Department of Epidemiology and Biostatistics, Institute of Basic Medical Sciences Chinese Academy of Medical Sciences, School of Basic Medicine Peking Union Medical College, Beijing 100005, China; Center of Environmental and Health Sciences, Chinese Academy of Medical Sciences, Peking Union Medical College, Beijing 100005, China.
Department of Toxicology, School of Public Health, Hebei Medical University, Shijiazhuang 050017, China; Hebei Key Laboratory of Environment and Human Health, Hebei Province, Shijiazhuang 050017, China.
J Environ Sci (China). 2025 Apr;150:116-133. doi: 10.1016/j.jes.2024.03.022. Epub 2024 Mar 21.
Although per- and polyfluoroalkyl substances (PFAS) have been frequently linked to cardiovascular and renal disease separately, evidence remains scarce regarding their systematic effect. Therefore, we recruited 546 newly diagnosed acute coronary syndrome (ACS) patients and detected seven myocardial enzymes and six kidney function biomarkers. Twelve PFAS were also assessed with ultra-high-performance liquid chromatography-tandem mass spectrometry. Generalized linear model and restricted cubic spline model were applied to single pollutant analysis. Quantile g-computation was used for mixture analysis. Network model was utilized to identify central and bridge nodes of pollutants and phenotypes. In the present study, perfluorohexane sulfonic acid was positively associated with uric acid (UA) (β= 0.04, 95% confidence interval (CI): 0.01, 0.07), and perfluorobutanoic acid was negatively associated with estimated glomerular filtration rate (β= -0.04, 95% CI: -0.07, -0.01) but positively associated with UA (β= 0.03, 95% CI: 0.01, 0.06). In mixture analysis, each quantile increase in the PFAS mixture was significantly associated with UA (β= 0.08, 95% CI: 0.04, 0.11). Network analysis revealed that perfluorooctanoate, UA, and myoglobin were denoted as bridge nodes, and the first principal component of lactate dehydrogenase and creatine kinase- myocardial band was identified as the node with the highest strength and expected influence. This study investigates the systematic impact of PFAS exposure through cardiorenal interaction network, which highlights that PFAS may serve as an upstream approach in UA-modulated cardiorenal network to affect cardiorenal system comprehensively.
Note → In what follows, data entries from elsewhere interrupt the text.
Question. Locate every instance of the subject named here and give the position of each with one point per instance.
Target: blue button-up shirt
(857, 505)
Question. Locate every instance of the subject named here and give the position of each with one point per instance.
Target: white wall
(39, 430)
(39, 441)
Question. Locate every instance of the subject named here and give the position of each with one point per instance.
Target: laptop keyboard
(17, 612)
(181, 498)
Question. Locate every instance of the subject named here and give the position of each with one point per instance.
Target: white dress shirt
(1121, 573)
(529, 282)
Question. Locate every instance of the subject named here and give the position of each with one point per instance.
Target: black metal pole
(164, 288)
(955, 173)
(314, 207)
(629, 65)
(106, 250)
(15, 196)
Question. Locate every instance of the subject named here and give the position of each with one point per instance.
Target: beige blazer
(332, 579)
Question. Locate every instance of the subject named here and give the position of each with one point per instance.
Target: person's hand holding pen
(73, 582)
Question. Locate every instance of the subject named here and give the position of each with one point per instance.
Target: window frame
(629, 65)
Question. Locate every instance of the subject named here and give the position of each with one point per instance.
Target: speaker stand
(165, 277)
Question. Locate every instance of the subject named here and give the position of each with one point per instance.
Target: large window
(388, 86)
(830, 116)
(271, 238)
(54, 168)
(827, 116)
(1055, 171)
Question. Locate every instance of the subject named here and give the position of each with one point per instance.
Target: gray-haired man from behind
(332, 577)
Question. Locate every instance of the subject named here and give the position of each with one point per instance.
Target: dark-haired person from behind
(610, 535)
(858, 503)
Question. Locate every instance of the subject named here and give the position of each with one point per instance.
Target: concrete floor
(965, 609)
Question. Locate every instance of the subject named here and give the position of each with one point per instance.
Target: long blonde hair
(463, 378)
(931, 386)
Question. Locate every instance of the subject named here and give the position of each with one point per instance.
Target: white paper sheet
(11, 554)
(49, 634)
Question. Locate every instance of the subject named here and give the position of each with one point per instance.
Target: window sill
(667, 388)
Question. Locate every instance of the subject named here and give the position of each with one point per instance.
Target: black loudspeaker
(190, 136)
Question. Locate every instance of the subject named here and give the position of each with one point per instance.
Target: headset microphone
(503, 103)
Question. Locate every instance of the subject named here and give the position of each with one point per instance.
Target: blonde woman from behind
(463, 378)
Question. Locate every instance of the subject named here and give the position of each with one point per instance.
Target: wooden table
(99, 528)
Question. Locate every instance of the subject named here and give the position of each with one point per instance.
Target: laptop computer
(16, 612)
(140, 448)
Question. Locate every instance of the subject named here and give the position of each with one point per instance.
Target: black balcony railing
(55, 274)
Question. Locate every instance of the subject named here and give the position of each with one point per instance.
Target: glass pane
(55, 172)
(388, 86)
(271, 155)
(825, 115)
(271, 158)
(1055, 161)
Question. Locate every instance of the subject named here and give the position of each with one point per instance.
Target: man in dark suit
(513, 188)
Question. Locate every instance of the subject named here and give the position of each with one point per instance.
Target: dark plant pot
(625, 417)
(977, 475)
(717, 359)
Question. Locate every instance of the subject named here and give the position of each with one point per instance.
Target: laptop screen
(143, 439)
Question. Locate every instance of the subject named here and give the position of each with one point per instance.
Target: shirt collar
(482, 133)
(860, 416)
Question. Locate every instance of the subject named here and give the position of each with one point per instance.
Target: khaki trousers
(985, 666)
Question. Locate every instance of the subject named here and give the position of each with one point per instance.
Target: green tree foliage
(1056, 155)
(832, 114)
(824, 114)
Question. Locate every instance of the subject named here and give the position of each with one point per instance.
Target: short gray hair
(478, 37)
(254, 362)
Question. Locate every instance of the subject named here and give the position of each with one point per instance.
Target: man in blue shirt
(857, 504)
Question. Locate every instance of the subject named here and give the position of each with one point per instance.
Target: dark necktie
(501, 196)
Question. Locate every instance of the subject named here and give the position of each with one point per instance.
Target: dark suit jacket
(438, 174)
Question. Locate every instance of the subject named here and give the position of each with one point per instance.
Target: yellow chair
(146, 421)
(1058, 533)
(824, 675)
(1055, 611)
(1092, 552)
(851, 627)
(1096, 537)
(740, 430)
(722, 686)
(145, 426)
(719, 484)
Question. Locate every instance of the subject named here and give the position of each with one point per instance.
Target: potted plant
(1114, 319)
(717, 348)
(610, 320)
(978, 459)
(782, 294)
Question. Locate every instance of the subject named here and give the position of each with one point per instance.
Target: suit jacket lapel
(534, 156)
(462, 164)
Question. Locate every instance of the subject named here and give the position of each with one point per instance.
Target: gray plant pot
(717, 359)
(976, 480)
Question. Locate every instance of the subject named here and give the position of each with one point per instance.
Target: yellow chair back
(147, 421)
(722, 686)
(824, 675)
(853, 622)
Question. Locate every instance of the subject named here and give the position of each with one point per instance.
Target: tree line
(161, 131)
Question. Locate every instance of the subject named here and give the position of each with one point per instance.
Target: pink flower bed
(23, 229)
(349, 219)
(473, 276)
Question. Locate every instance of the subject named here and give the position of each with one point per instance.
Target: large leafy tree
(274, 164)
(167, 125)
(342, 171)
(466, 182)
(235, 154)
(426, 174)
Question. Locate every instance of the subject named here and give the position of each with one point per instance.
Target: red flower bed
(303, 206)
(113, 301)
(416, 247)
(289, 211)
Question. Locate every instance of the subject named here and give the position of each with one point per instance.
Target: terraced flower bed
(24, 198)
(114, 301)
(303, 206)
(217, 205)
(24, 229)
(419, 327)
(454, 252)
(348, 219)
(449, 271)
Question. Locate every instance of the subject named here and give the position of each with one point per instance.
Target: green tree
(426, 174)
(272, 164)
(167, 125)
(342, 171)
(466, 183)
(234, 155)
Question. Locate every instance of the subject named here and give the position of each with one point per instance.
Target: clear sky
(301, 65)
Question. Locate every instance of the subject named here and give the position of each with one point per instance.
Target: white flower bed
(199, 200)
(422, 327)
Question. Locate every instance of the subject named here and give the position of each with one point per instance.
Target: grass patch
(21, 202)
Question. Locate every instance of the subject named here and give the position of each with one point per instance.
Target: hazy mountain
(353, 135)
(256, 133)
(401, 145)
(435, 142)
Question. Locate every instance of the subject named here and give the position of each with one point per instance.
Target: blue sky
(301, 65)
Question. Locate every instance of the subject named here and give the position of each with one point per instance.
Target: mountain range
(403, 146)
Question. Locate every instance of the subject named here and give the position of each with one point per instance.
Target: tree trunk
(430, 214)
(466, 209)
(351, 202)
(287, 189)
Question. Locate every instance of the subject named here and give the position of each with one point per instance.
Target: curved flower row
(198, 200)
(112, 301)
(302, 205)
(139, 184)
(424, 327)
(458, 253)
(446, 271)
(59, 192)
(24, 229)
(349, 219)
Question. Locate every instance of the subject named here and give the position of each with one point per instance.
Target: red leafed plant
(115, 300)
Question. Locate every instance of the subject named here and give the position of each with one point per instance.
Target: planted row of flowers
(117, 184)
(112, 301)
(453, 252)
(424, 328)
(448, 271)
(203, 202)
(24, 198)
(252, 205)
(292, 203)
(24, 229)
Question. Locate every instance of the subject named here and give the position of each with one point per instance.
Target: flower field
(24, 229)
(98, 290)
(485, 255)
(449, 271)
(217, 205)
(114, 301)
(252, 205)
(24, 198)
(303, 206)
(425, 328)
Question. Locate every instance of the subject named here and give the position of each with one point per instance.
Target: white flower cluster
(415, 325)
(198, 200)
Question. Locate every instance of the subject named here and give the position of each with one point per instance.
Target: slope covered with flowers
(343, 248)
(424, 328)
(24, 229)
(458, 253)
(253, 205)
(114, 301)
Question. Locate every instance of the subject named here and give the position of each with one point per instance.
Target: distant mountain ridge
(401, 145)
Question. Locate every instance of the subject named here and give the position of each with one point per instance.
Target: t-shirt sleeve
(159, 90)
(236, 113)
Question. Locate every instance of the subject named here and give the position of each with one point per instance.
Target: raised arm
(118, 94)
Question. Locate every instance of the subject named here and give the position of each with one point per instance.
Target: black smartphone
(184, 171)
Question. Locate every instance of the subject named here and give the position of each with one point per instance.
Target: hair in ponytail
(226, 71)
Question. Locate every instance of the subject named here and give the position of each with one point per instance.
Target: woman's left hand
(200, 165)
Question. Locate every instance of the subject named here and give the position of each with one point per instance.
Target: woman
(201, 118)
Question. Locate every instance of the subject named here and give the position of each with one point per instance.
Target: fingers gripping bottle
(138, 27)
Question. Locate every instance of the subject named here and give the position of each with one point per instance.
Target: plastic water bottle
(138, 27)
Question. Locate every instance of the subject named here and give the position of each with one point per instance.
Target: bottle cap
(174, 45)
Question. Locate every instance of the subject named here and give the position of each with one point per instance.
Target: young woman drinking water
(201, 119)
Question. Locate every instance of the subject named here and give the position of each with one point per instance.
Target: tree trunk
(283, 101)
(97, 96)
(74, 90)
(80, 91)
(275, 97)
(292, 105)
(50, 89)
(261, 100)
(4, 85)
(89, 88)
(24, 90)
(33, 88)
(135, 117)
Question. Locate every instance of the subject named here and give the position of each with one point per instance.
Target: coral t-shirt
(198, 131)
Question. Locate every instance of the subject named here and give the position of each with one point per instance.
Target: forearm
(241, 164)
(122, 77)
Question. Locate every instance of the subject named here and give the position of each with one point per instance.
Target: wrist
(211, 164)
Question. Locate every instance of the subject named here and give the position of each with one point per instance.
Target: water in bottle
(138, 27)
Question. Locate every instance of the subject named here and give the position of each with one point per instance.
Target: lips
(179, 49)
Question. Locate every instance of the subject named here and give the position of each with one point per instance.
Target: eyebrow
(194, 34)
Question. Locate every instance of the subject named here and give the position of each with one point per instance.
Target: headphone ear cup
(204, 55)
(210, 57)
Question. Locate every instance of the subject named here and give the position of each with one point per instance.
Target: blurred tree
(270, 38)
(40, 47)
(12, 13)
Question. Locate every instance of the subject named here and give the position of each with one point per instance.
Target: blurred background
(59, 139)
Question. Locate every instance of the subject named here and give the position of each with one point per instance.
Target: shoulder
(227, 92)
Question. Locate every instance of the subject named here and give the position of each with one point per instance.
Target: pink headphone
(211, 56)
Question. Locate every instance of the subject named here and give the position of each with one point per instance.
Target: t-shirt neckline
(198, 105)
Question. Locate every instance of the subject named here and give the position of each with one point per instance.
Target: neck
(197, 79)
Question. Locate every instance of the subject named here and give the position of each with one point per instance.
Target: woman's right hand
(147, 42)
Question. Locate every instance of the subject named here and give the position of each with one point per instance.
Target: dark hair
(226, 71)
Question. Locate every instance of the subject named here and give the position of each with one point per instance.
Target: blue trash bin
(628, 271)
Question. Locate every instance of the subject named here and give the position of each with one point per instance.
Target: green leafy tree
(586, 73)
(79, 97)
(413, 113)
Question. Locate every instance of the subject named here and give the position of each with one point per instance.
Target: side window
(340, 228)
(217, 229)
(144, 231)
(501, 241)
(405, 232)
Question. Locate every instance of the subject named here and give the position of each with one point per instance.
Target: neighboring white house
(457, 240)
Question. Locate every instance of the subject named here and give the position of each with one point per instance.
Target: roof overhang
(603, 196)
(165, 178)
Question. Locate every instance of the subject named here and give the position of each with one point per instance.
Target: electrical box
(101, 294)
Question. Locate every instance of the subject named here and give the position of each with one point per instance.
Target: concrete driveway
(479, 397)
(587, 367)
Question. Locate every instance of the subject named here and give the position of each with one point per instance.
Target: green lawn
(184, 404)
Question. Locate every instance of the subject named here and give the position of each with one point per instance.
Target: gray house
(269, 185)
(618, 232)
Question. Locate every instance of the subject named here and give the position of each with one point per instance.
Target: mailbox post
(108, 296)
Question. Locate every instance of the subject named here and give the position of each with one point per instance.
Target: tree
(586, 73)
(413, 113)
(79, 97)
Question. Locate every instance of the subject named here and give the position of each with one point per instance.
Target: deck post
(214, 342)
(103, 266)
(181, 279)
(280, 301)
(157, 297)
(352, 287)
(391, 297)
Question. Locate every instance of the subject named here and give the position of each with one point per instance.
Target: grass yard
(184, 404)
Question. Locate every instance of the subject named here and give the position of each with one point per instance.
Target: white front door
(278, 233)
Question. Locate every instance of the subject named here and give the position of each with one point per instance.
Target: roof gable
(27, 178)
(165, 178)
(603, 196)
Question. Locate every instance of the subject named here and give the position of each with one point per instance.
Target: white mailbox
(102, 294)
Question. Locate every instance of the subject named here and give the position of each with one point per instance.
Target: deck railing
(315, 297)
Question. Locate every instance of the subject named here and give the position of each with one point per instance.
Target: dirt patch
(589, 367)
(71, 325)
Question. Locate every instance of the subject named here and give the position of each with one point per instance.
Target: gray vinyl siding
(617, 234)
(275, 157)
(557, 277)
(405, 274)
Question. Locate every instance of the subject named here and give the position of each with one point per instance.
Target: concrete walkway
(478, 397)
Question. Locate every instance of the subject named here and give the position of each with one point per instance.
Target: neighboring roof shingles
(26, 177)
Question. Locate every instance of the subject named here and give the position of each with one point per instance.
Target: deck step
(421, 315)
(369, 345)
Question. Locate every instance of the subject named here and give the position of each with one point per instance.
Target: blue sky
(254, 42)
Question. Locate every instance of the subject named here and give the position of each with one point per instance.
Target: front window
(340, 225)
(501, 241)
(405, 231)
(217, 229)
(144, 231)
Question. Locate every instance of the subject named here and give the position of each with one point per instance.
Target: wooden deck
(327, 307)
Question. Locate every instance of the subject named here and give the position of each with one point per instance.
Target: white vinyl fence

虽然全氟和多氟烷基物质(PFAS)经常分别与心血管和肾脏疾病相关联,但关于它们的系统影响的证据仍然很少。因此,我们招募了 546 名新诊断的急性冠状动脉综合征(ACS)患者,并检测了七种心肌酶和六种肾功能生物标志物。还使用超高效液相色谱-串联质谱法检测了 12 种 PFAS。应用广义线性模型和限制立方样条模型进行单污染物分析。定量 g 计算用于混合物分析。网络模型用于识别污染物和表型的中心和桥接节点。在本研究中,全氟己烷磺酸与尿酸(UA)呈正相关(β=0.04,95%置信区间(CI):0.01,0.07),而全氟丁烷磺酸与估算肾小球滤过率(β= -0.04,95%CI:-0.07,-0.01)呈负相关,但与 UA 呈正相关(β=0.03,95%CI:0.01,0.06)。在混合物分析中,PFAS 混合物的每个分位数增加均与 UA 显著相关(β=0.08,95%CI:0.04,0.11)。网络分析表明,全氟辛烷磺酸、UA 和肌红蛋白被标记为桥接节点,而乳酸脱氢酶和肌酸激酶-MB 的第一主成分被确定为具有最高强度和预期影响的节点。本研究通过心脏-肾脏相互作用网络研究了 PFAS 暴露的系统影响,该网络突出表明,PFAS 可能作为 UA 调节的心脏-肾脏网络中的上游方法,全面影响心脏-肾脏系统。